It appears that these lyrics were (disconcertingly) structured along the lines of The Specials' "It's Up to You" (sing the song in your head, but substitute the lyrics above and you'll see what I mean)--which is about The Specials stating that they're going to keep on playing their music and communicating their anti-racist/anti-violence message no matter what the audience response is, but it's also reminding the black and white listeners that they have to power and the personal responsibility to decide whether to unite or fight (and how this decision can make their society better or worse off). It's a moral challenge that every one hearing the song has to decide to accept: "What you gonna do, when morons come for you?

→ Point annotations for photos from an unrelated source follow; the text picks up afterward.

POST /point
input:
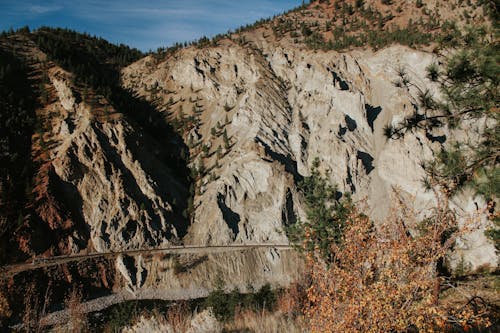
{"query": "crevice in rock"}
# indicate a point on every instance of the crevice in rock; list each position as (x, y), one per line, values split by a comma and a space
(129, 263)
(372, 113)
(367, 161)
(351, 123)
(343, 85)
(231, 218)
(288, 216)
(439, 138)
(287, 161)
(349, 180)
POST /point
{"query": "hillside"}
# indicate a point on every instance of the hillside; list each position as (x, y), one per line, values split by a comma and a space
(207, 145)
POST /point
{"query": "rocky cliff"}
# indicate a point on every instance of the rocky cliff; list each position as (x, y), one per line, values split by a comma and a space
(253, 110)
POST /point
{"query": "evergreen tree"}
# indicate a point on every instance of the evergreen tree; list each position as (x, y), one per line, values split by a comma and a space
(469, 83)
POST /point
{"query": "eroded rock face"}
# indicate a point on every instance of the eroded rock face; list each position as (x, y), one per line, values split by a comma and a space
(254, 118)
(105, 173)
(282, 108)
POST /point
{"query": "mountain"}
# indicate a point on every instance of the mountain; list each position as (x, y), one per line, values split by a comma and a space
(105, 149)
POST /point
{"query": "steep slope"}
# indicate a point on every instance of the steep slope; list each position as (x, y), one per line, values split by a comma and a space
(205, 145)
(283, 105)
(97, 173)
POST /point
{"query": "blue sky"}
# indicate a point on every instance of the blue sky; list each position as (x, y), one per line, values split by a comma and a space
(145, 24)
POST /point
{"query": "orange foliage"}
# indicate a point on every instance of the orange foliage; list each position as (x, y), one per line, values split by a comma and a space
(384, 279)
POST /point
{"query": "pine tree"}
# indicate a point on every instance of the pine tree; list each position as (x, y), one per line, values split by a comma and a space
(469, 83)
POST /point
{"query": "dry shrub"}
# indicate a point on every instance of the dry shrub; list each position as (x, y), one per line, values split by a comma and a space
(290, 300)
(77, 318)
(35, 308)
(385, 279)
(5, 311)
(262, 322)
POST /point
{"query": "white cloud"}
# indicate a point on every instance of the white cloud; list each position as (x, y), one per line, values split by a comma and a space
(40, 9)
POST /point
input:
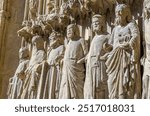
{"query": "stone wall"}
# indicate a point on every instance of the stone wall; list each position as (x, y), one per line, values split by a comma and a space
(12, 12)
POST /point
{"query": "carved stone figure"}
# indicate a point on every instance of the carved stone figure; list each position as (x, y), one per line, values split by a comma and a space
(95, 86)
(33, 72)
(146, 57)
(16, 82)
(33, 10)
(55, 55)
(73, 66)
(123, 62)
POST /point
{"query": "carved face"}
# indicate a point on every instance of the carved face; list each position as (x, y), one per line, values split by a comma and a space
(72, 3)
(96, 24)
(38, 42)
(53, 40)
(122, 14)
(70, 32)
(23, 53)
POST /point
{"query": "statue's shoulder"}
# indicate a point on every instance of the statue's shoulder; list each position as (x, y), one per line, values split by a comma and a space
(132, 23)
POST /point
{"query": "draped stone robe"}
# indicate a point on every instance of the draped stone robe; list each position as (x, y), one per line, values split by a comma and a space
(73, 73)
(33, 74)
(15, 88)
(95, 86)
(123, 73)
(54, 73)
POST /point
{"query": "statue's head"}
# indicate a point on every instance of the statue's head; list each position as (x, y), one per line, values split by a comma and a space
(123, 14)
(37, 29)
(55, 39)
(146, 9)
(99, 23)
(73, 31)
(23, 53)
(38, 42)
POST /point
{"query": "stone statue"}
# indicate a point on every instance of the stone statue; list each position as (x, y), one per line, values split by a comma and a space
(123, 62)
(33, 10)
(25, 33)
(95, 86)
(73, 66)
(55, 55)
(16, 82)
(146, 57)
(33, 72)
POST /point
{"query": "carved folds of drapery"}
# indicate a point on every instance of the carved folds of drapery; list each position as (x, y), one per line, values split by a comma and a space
(50, 40)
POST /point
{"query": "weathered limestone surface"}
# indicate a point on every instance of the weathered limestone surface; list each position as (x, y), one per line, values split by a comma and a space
(74, 49)
(11, 17)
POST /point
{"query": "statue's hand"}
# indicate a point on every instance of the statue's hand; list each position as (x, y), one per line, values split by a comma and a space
(104, 57)
(143, 60)
(124, 45)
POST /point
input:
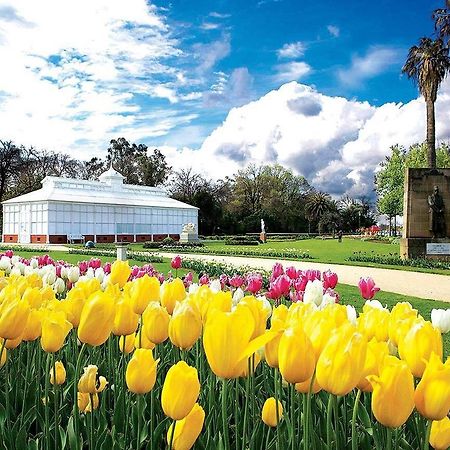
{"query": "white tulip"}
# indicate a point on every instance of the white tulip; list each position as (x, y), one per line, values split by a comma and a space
(73, 274)
(99, 274)
(238, 295)
(313, 292)
(5, 264)
(193, 288)
(215, 286)
(59, 286)
(440, 318)
(351, 314)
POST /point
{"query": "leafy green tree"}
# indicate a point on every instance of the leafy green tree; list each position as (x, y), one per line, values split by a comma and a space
(427, 64)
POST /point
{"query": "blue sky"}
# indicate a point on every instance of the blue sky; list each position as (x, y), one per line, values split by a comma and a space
(315, 86)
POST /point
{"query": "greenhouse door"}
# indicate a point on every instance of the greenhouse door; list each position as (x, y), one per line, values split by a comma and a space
(24, 224)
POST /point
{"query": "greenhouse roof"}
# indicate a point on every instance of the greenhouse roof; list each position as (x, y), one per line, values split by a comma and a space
(109, 190)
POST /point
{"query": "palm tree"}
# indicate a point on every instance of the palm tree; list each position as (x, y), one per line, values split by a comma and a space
(427, 64)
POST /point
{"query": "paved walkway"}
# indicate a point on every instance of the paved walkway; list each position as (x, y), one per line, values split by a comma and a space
(415, 284)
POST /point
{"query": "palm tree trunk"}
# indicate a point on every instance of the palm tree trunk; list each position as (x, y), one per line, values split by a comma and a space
(431, 135)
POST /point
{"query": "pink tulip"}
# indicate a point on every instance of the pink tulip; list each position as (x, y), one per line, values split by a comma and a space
(254, 283)
(292, 272)
(176, 262)
(367, 288)
(330, 279)
(236, 281)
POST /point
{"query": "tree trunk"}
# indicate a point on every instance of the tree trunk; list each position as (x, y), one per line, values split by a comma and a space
(431, 135)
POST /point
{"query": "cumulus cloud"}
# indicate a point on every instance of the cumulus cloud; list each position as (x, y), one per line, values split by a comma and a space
(375, 61)
(333, 30)
(291, 71)
(292, 50)
(334, 142)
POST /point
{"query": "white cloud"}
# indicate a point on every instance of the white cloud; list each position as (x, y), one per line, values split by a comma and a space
(291, 71)
(377, 60)
(336, 143)
(74, 68)
(333, 30)
(292, 50)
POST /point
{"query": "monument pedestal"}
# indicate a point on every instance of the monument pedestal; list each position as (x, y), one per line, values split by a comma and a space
(417, 240)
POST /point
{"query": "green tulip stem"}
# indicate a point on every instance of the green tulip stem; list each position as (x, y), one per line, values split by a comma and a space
(331, 399)
(172, 434)
(389, 439)
(47, 403)
(224, 415)
(76, 418)
(55, 387)
(355, 413)
(426, 444)
(277, 411)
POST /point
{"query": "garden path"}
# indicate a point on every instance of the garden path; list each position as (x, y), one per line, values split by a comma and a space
(415, 284)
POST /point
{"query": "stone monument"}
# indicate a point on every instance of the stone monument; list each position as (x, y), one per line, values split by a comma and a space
(189, 234)
(426, 214)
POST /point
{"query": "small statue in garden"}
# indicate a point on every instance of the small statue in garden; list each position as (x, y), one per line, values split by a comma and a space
(437, 224)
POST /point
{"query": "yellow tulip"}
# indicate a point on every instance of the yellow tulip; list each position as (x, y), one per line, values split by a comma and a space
(96, 320)
(187, 430)
(376, 352)
(269, 412)
(171, 293)
(13, 317)
(440, 434)
(84, 402)
(60, 374)
(73, 305)
(416, 347)
(126, 343)
(180, 391)
(185, 326)
(120, 272)
(306, 385)
(296, 355)
(125, 319)
(33, 327)
(341, 363)
(393, 393)
(156, 320)
(432, 396)
(142, 341)
(88, 382)
(141, 371)
(55, 328)
(143, 291)
(227, 341)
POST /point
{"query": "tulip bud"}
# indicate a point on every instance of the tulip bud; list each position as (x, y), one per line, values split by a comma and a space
(269, 412)
(393, 393)
(341, 363)
(187, 430)
(432, 396)
(60, 374)
(97, 319)
(185, 326)
(440, 434)
(180, 391)
(416, 347)
(141, 371)
(55, 328)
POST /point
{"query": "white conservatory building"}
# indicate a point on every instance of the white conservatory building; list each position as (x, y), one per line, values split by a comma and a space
(66, 210)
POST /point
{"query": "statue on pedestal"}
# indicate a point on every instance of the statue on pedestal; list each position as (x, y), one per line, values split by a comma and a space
(437, 224)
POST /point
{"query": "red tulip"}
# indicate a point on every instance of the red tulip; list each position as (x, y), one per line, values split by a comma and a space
(367, 288)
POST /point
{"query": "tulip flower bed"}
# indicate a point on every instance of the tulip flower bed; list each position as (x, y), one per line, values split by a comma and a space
(123, 358)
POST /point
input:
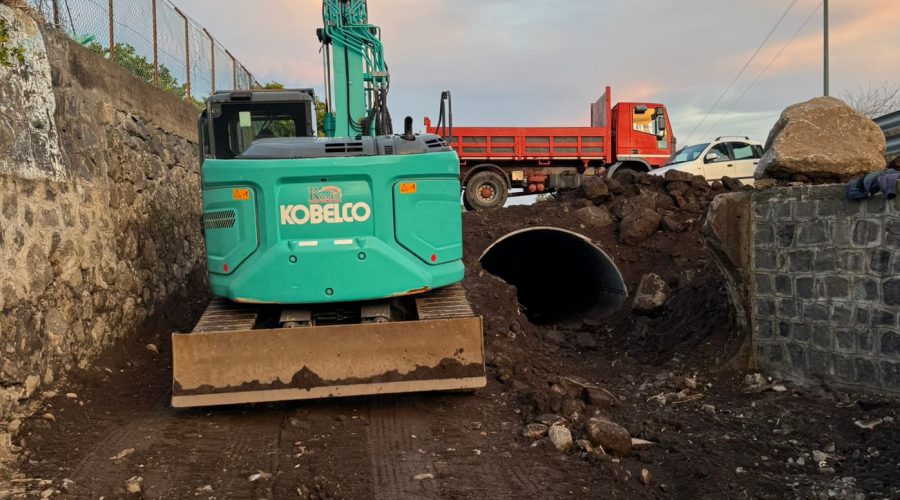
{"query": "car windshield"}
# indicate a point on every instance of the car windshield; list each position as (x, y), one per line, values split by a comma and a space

They won't go away, they want the whole world painted grey..." The enemy here isn't government (or the fact that you have to pay taxes that go towards providing infrastructure or services that are used by and benefit everyone), but racists, the National Front, the British National Party, giving in to one's worst instincts or complacency--and the question is: are you going to do the right thing?
"Take Back the Power" also includes these lyrics that seem more real and relevant to black Americans in Ferguson, MO and many other places in the USA than to a white pop singer in LA (who's receiving lots of press for an album full of anti-government, libertarian lyrics that's clearly not being censored by anyone, since you can find the reviews all over the internet and in printed publications):
"Whatcha gonna do
When they show up in black suits
On your street in army boots
And they're there to silence you"
The over-the-top lyrics in The Interrupters' "Liberty" express the common right-wing/Tea Party fear that we're all terrifyingly close to living in some sort of Orwellian totalitarian state:
"Better quiet down
Don't speak your mind
Nod your head like everything's fine
Don't verbalize it
Cause if they hear you
They'll hunt you down and disappear you
They took it away, they got complete control
Where did my liberty go?"
Though, if we were living in something closely resembling a totalitarian state, The Interrupters probably wouldn't be out and about singing right-wing protest songs about living in--and rebelling against--a totalitarian state. Being able make some money off of singing about living in a society without liberty kind of proves that there is a fair amount of freedom left in said society, right?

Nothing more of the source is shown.